Aprender na cidade

Em Correntina (BA), dicionário criado por estudantes valoriza variante linguística local

do Centro de Referências em Educação Integral.

“Azular”, “biscoitar”, “bucho quebrado”, “sutilin”, “impaludismo”. Esses são alguns dos termos que circulam pelo território de Correntina, na Bahia, e que dão conta de resgatar a história de inúmeras famílias do campo e suas tradições. Carregadas de simbologia e proferidas mais naturalmente pelas pessoas mais velhas, essas expressões também encontram eco na fala dos mais jovens, ao repetir em seus contextos as fala dos bisavós, avós, pais, mães e outros familiares.

Não por acaso, os termos também chegam às salas de aula. E são motivo de observação das docentes de Língua Portuguesa Rozângela Gomes e Aparecida Amaral Silva, no Colégio Estadual de Corretina, unidade que atende cerca de 400 estudantes nas modalidade Ensino Médio e Ensino Médio integrado ao Ensino Técnico.

“Era comum vê-los usando os termos para situar um erro de linguagem dos familiares”, comentou Rozangela, entendendo a necessidade de promover uma ação pedagógica que abarcasse a diversidade linguística da região. “Era preciso mostrar a eles que a língua sofria variações de acordo com seu contexto”, explicitou.

Projeto de pesquisa

Surge então a proposta de investigar o campo da diversidade linguística a partir dos próprios moradores. As docentes e os alunos construíram juntos um questionário e os próprios estudantes conduziram as pesquisas de campo – a atividade envolveu as turmas do 1º ano do ensino médio e 1º ano do ensino técnico.

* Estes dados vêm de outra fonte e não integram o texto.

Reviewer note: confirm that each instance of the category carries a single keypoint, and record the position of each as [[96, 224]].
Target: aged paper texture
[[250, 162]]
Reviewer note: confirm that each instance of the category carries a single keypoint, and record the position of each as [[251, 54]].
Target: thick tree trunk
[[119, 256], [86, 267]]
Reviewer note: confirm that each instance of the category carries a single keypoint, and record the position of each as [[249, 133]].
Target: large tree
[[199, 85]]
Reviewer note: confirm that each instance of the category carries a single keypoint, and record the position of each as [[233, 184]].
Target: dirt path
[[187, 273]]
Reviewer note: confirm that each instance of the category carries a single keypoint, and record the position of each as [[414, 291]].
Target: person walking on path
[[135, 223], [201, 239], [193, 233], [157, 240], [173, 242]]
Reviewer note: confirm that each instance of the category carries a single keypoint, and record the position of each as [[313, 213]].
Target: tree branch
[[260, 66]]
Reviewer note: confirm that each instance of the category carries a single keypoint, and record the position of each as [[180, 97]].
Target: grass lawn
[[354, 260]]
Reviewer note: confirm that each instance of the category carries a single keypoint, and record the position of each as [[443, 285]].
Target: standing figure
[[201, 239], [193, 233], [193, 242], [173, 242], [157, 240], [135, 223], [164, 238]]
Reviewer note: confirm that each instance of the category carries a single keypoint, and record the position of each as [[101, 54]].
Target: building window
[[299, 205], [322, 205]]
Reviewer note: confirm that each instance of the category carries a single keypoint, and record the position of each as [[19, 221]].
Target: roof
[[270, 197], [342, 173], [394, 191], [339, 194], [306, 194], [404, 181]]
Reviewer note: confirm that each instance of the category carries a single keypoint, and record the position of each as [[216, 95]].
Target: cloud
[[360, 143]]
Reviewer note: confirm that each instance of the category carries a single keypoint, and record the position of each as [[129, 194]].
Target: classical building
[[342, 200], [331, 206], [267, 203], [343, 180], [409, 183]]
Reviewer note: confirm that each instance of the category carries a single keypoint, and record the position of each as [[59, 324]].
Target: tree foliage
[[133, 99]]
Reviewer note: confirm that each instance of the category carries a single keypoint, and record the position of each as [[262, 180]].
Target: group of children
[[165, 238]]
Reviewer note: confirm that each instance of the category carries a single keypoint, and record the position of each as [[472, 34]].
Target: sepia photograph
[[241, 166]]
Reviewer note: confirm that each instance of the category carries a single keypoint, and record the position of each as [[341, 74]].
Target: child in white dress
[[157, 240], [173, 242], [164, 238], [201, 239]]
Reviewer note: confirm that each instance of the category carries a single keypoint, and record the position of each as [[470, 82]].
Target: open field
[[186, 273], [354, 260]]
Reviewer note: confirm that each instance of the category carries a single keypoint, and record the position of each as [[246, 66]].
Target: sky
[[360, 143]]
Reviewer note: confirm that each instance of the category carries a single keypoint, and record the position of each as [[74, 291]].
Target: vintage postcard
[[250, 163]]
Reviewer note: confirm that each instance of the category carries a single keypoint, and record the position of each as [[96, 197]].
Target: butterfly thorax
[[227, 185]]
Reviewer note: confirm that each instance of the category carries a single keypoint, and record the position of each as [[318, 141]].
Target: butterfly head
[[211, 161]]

Os jovens foram em busca de conhecer as histórias dos moradores das áreas urbanas e rurais, procurando evidenciar os costumes e as culturas dos núcleos familiares e traçar paralelos com a vida antigamente e a atual. Tinham como demanda deixar os relatos fluírem livremente e estarem atentos a quaisquer termos diferentes, que deveriam ser prontamente anotados.

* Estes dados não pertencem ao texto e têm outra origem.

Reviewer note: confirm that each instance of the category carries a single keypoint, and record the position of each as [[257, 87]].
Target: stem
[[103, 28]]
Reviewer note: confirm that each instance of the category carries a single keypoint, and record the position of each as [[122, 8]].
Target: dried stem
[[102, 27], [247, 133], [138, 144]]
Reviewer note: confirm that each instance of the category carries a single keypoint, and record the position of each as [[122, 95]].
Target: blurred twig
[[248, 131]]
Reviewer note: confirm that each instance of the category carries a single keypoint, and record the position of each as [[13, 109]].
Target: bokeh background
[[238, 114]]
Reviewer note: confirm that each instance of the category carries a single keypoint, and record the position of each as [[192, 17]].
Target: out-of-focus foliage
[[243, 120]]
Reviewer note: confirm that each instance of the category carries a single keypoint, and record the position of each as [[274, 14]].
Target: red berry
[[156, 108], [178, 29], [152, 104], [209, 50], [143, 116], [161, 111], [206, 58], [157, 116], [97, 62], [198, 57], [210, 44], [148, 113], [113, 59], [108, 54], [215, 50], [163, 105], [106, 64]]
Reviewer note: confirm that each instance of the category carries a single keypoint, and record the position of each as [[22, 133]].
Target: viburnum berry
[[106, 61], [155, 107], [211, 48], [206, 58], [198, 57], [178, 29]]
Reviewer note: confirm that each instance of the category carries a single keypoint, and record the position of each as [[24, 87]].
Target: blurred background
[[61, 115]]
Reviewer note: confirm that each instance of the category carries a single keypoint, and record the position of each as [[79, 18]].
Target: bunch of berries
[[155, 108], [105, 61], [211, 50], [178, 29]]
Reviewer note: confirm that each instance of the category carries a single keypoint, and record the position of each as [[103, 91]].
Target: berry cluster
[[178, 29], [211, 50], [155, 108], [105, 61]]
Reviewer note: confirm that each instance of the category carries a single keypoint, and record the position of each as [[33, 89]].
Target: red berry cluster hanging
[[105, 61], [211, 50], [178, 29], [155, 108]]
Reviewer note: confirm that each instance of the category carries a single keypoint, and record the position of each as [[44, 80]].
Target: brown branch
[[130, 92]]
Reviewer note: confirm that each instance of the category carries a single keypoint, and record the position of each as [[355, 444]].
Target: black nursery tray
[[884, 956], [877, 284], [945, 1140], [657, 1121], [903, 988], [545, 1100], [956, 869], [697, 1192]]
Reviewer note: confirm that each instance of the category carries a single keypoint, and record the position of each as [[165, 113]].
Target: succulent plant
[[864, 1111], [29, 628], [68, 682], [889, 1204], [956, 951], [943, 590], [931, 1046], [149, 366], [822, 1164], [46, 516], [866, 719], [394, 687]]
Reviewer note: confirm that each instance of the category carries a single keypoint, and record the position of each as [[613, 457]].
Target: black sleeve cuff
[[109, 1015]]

Os jovens foram em busca de conhecer as histórias dos moradores das áreas urbanas e rurais, procurando evidenciar os costumes e as culturas locais.

Estudantes lideram projeto de pesquisa com moradores de Correntina.

Reprodução

Palavras encontradas e seus significados

Azular – sumir; ir embora.
Biscoitar – comer de graça
Bucho quebrado – estar com lombriga
Cabeça de bode – ovo cozido servido com farinha
Carãozim – carona, ir ou vir de algum lugar sem pagar nada
Cremilda – refere- se à dentadura
Impaludismo – palidez
Intiriçado – triste
Lunga – pessoa que não suporta desaforo
Morredeira – desânimo
Primeirão – antigamente
Ritinia – voz bonita
Safanão – chamar a atenção de alguém
Sutilin – pedido de silêncio
Travial – vida de sempre
Vacidera – erva cidreira
Xuxuda – uma dor

Com as informações em mãos e de volta à sala de aula, o trabalho foi catalogar todas as palavras e buscar sinônimos em alguns dicionários. “Muitas delas não foram encontradas. Pudemos verificar que algumas palavras existiam, mas eram pronunciadas de outra maneira; outras não existiam e as entendemos como neologismos”, colocou Rozangela.

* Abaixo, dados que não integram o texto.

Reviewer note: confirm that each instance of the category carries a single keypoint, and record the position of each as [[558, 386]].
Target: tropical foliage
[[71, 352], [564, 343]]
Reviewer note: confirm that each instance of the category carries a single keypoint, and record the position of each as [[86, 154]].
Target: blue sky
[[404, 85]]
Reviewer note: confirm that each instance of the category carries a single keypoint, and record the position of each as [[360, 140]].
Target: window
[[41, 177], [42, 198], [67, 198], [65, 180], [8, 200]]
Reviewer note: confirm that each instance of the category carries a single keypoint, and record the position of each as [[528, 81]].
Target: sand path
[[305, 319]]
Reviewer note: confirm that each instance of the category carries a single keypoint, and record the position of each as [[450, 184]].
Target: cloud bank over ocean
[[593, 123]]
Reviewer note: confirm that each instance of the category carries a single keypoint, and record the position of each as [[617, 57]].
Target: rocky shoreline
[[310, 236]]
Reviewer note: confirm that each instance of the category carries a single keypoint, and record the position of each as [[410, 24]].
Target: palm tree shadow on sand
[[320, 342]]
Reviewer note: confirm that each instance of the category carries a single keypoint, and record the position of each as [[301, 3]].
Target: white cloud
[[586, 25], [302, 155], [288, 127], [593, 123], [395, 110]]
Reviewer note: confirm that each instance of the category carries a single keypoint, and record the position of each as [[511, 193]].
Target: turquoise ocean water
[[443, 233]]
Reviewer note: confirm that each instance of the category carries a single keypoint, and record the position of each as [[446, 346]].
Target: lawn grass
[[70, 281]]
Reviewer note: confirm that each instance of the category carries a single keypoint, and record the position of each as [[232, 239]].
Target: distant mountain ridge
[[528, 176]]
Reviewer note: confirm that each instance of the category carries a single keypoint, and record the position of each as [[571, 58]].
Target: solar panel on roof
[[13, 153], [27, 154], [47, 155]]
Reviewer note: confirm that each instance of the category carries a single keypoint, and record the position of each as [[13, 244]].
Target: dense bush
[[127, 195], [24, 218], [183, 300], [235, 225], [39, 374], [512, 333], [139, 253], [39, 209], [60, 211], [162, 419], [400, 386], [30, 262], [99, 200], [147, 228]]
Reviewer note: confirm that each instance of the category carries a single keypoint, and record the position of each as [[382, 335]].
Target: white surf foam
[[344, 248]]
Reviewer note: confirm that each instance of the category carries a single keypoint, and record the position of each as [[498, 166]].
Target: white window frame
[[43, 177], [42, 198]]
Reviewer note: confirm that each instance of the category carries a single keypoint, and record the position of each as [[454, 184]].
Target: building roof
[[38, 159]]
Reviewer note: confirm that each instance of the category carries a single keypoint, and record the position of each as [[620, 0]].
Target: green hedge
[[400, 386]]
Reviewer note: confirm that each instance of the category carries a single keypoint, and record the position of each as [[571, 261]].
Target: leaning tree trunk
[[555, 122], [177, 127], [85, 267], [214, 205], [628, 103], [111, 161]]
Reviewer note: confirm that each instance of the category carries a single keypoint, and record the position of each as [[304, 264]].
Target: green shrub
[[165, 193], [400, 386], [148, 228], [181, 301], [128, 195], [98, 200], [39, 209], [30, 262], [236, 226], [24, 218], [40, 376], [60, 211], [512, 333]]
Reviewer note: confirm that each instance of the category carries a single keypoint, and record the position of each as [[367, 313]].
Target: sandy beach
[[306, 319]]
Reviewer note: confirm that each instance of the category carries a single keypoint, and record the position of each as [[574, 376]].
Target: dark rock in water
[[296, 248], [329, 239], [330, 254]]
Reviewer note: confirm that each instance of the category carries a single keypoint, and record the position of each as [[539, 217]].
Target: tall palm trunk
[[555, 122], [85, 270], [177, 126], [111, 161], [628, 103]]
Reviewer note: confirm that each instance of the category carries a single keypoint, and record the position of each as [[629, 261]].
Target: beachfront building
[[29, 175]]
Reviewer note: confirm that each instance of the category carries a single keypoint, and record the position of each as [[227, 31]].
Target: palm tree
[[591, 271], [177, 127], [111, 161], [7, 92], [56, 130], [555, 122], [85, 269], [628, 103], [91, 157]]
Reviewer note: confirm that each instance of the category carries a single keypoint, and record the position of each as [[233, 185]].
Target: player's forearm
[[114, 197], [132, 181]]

A tarefa se apoiou na sociolinguística, e situou as falas dos entrevistados dentro do contexto das variantes linguísticas, levando em consideração fatores que influenciam no falar como o gênero, nível de escolarização e acesso à educação e bens culturais, faixa etária, classe social etc. Com o trabalho, o grupo trouxe à tona alguns preconceitos e puderam repensar suas posturas diante de determinadas variantes linguísticas.

Nasce o Pequeno Grande Dicionário

O grupo decidiu dar visibilidade ao conjunto de termos e assim nasceu a ideia de compor um dicionário. O nome – Pequeno Grande Dicionário, veio de um aluno, como relembrou Rozangela: “pequeno pelo tamanho, mas grande pelo valor”. O produto foi apresentado na primeira Feira de Ciências realizada pela escola e, premiado, rendeu a participação do colégio na Feira de Ciências em Salvador.

A escola também ficou entre as 50 melhores experiências inscritas no Criativos na Escola, iniciativa que faz parte do movimento global Design for Change e encoraja crianças e jovens a transformarem suas realidades, colocando-os como protagonistas de suas próprias histórias de mudança.

Para a professora Rozangela, a iniciativa contribuiu para construir uma cultura de respeito na escola, e também para valorizar os alunos. “Senti que o trabalho de pesquisa liderado por eles contribuiu com a auto estima da turma e também para um olhar sobre o potencial que eles têm de fazer projetos e contribuir com a modificação da realidade”, reconheceu.